已有 7259 次阅读 2015-4-7 06:57 |个人分类:环保|系统分类:海外观察|关键词:PX,,茂名,爆炸,,雾霾,信任| 雾霾, 信任, 爆炸, 茂名

中国一年消耗PX 达1600万吨,其中过半需要进口。进口的PX在长途运输过程中(轮船,火车, 卡车)安全问题大家担心过,讨论过没有? 原油油轮都泄漏过,谁能保证运输PX的轮船,火车, 卡车不泄漏啊?不建PX厂就要多进口,道理很简单。拉着易燃有毒的进口PX在全中国的路上跑,比起建几个PX厂哪个更危险?


PX易燃和有毒,BTX(benzene, toluene, xylene)中的B和T就不是易燃和有毒吗? 易燃和有毒的化学品加上生产过程可能不安全的化学品(包括煤炭, 面粉,烟花爆竹, 电池,太阳能电池板)有多少种,全都不生产,中国的经济靠什么? 核电厂的安全事故可能造成的后果,比起PX严重多了。国外抗争核电建厂的事件比较常见,抗争PX的还没有看到报道。国外这种抗争, 叫做“不要建在我的后院"抗争(NIMBY, Not In My Back Yard).  


PX抗争的根源是民众对企业和公权力黑箱作业和管理能力的不信任。同样的不信任问题也出现在雾霾,毒奶粉,毒大米,地沟油和转基因上。  不尽快解决不信任的根源,以后抗争会扩大化和非理性化,连建乙烯厂, 氨水厂和垃圾处理厂都难了。


现在科学网上的讨论和留言中,连“理性”都变成一个贬义词(就像“同志”,“小姐”一样),好像老百姓没有理性思维的能力,把科学家和工程人员放到了老百姓的对立面, 颇有文革的气味。 动不动就指责敢于说话的科学家和工程人员是利益相关的精英。这种辩论已经很不健康, 但是根源还是不信任。


茂名的抗争导致大型国企(Sinopec)PX项目搁浅,福建漳州连续发生爆炸的PX厂据说是台商建的。
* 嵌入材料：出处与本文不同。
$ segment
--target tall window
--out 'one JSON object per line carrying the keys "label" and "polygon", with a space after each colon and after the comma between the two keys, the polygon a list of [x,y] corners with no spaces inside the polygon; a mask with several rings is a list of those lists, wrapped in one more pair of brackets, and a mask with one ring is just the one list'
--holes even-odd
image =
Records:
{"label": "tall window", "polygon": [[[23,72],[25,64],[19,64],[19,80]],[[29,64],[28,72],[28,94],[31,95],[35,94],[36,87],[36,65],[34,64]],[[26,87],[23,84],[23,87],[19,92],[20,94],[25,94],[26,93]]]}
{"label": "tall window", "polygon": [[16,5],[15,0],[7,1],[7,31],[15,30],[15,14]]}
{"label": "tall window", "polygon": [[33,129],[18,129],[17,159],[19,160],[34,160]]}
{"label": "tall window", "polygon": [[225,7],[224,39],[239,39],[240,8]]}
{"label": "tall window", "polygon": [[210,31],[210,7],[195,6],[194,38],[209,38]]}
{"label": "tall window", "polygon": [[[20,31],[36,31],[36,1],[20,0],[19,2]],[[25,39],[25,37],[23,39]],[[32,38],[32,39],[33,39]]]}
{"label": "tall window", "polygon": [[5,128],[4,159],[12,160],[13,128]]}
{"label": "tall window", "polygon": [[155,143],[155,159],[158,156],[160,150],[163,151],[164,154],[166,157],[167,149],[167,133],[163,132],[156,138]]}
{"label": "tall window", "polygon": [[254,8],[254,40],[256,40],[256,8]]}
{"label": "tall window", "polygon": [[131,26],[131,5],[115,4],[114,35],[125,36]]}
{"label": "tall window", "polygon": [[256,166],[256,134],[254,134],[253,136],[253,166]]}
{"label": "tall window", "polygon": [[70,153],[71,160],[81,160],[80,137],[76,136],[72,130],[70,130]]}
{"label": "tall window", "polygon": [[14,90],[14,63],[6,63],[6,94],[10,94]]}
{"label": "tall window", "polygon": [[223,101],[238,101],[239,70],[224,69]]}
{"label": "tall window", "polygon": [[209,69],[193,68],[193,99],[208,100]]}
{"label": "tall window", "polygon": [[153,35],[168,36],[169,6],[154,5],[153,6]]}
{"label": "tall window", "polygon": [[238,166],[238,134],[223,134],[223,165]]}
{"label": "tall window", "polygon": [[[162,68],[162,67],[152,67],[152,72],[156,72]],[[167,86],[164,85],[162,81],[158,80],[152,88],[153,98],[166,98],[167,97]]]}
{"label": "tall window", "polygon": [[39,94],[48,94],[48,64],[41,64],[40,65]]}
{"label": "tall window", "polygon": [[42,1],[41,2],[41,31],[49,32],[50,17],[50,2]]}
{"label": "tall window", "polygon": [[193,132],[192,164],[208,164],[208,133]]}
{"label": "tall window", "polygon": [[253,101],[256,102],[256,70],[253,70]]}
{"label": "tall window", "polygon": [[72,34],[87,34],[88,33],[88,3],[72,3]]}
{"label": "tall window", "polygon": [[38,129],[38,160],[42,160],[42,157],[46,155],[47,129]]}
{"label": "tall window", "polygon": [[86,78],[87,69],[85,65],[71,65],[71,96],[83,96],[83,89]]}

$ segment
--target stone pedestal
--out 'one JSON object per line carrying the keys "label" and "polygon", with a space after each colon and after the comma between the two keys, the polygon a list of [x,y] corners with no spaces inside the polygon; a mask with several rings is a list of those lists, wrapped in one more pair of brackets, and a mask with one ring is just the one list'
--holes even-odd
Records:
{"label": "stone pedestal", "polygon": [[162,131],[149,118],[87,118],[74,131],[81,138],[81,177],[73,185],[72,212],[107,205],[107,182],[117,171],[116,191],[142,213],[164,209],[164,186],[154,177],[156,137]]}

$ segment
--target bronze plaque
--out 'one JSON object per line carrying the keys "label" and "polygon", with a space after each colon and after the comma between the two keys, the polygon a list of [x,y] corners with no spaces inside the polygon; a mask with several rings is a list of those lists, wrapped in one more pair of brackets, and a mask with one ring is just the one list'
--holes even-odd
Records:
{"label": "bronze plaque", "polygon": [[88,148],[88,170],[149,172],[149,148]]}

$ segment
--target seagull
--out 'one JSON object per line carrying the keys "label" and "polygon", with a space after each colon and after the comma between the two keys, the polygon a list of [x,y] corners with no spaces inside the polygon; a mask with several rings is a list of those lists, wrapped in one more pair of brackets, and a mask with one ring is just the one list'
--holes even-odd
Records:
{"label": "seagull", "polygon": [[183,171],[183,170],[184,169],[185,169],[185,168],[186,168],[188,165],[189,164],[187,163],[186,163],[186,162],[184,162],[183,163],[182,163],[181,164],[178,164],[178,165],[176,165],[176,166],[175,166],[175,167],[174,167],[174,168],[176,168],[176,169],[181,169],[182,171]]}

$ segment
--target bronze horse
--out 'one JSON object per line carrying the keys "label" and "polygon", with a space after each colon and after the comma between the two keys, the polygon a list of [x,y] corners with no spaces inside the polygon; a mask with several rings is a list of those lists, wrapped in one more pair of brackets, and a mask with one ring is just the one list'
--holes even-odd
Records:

大型国企和私有企业,哪个有更好的安全记录? 这也算是逆向淘汰吧? 这非理性抗争的危害,才刚刚开始。Be careful what you wish for, because you might just get it all.


请注意,我没有任何指责参加抗争的民众的意思。这是公民的权力。


经济学人这个报道还算公道,可以让大家看看吧?


http://www.economist.com/blogs/analects/2014/04/environmental-protest-china

DEMONSTRATIONS against a petrochemical plant have this week reverberated throughout cities in China’s south-eastern Guangdong province, at times becoming riotous. The unrest began on March 30th, when 1,000 protestors assembled outside government buildings in Maoming, a city in southern China’s industrial heartland. They objected to long-standing plans for a 3.5 billion yuan ($563m) paraxylene (PX) plant, a joint venture between the local government and Sinopec, a state-owned oil and gas company. Paraxylene, a chemical in polyester fabric and plastic bottles, is dangerous if inhaled or absorbed through the skin. After several days of protest in Maoming, by April 4th smaller sister demonstrations had broken out in the cities of Shenzhen and Guangzhou.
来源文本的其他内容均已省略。